Solved – Do discriminative models overfit more than generative models

generative-modelsmachine learning

In an interview, the interviewer said that discriminative models tend to overfit more than generative models because they solve a more complex problem and hence consume more resources (or parameters) doing so. For definitions on discriminative and generative models, you can sse this post Generative vs. discriminative

I thought more parameters would lead to overfitting but here the logic is reversed. Any ideas?

Best Answer

This is a fun question as it provides good context for why the often used heuristic that more parameters $\implies$ more risk of overfitting is just that, a heuristic. To ground the discussion let's consider what is in some sense the simplest problem, binary classification. As a specific example we will take the canonical generative-discriminative pair, naive Bayes and logistic regression respectively.

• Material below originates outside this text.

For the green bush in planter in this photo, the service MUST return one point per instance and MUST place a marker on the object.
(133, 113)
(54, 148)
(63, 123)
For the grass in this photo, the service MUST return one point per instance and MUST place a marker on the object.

It is important we look at corresponding pairs in this way. Otherwise anything we have to say is going to be useless. We could certainly come up with extraordinarily flexible generative models (imagine replacing the factored conditional $p(x|y)$ in naive Bayes with something like delta functions) which will essentially always overfit.

First we should define what we mean by overfitting. One useful definition of overfitting involves deriving tight probabilistic bounds on generalization error based on training set error and the type of classifiers we're using. In this case a relevant parameter is the VC dimension of the hypothesis class $H$ (the set of classifiers being used). Put simply the VC dimension of a hypothesis class is given by the largest set of examples such that for any possible labeling of that set, there exists an $h \in H$ which can label them in exactly that way. So given $m$ examples in a binary classification setting there are $2^m$ ways to label them. If there exists some set of $m$ example, and for each of the $2^m$ possible ways of labeling there is some $h \in H$ that labels them correctly, we can conclude $\text{VCdim}(H) \ge m$. Furthermore we say the set of $m$ points is shattered by $H$.

In turns out that naive Bayes and logistic regression both have the same VC dimension since they both classify examples in $n$ dimensions using an $n$ dimensional hyperplane. The VC dimension of an $n$ dimensional hyperplane is $n+1$. You can show this by upper-bounding the VC dimension using Randon's Theorem and then giving an example of a set of $n+1$ points which is shattered. Furthermore in this case our intuition from low dimensional examples generalizes to higher dimensions and we can make pretty pictures.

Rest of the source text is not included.